NELSON PRETTO é diretor da Faculdade de Educação da Ufba – www.pretto.info

Nas grandes cidades, somos insistentemente inundados com as imagens da publicidade. Entretanto, no nosso cotidiano tão corrido, muitas vezes, as coisas acontecem em nossa volta e nem nos damos conta. Não sei se o leitor se lembra, mas, no final de 2004, os outdoors de Salvador ganharam vida e espalharam-se agressivamente pelos passeios e no meio dos canteiros, já tão pequenos. A sensação é a de que ninguém percebeu ou, o que é pior, já considera isso tudo muito natural!

No ano passado, os publicitários descobriram uma nova forma de espalhar na cidade mais imagens que vão além das áreas dos outdoors já instalados em (todas!) as nossas vias. São casinhas que crescem e se duplicam, homenzinhos que, de tão poderosos, saem fora dos espaços a eles reservados, carros que, de tão velozes, passam de um painel para outro, num piscar de olhos.

Não falta imaginação nessa agressiva inundação de imagens que divulga produtos, serviços e, principalmente, marcas, de todos os tipos. Ainda que esses centímetros quadrados a mais estejam sendo pagos à prefeitura – o que não sei se ocorre! –, precisamos estar mais atentos, pois nosso universo imagético não suporta mais tanta pressão.
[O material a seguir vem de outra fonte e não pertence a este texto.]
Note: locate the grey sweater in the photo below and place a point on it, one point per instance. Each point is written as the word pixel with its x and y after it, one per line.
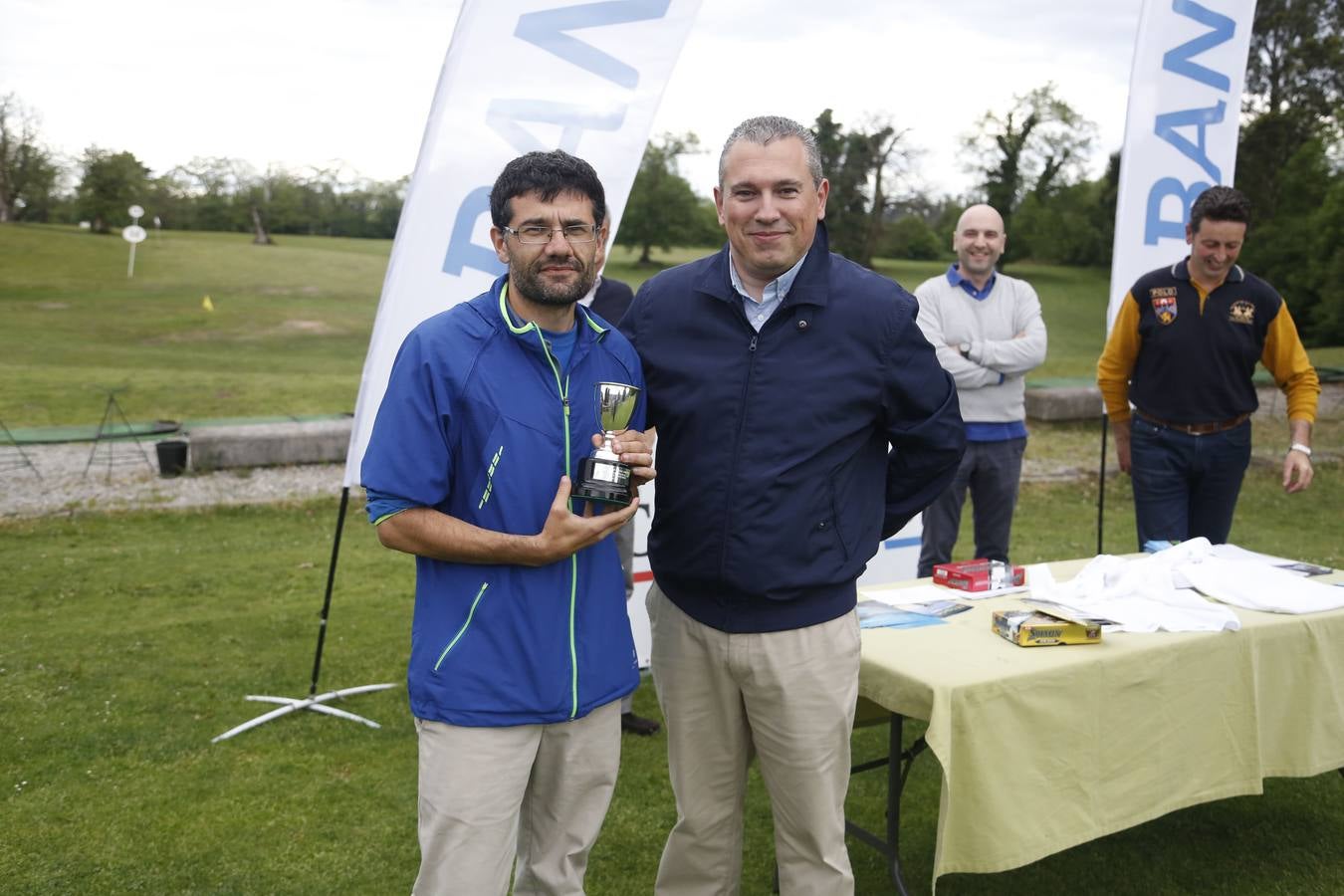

Nos grandes centros, do Brasil e do mundo, discute-se intensamente o uso das laterais “cegas” de edifícios – aquelas paredes imensas sem janelas – para mais publicidade. Recentemente, uma polêmica tomou conta do Rio e de São Paulo, em face das dimensões monumentais dessas propagandas, com figuras gigantescas – modelos e objetos – surgindo em nossa paisagem de forma tão brutal. Ainda não chegamos a isso em Salvador, mas, se tais manifestações da publicidade forem facilmente assimiladas, sem maiores questionamentos, pode ser muito tarde.

Vivemos neste mundo de marcas e logomarcas que ocupam todos os espaços físicos, bem assim nosso imaginário. Como não poderia deixar de ser, nestes tempos em que a educação é cada vez mais confundida com mercadoria, existem também – e não são poucos! – os outdoors de escolas, faculdades e universidades que oferecem a garantia de um futuro de sucesso através da venda das suas “qualidades”: emoção, tecnologias, acesso ao mercado de trabalho sem fila, posição de destaque na sociedade, empreendedorismo, entre outras.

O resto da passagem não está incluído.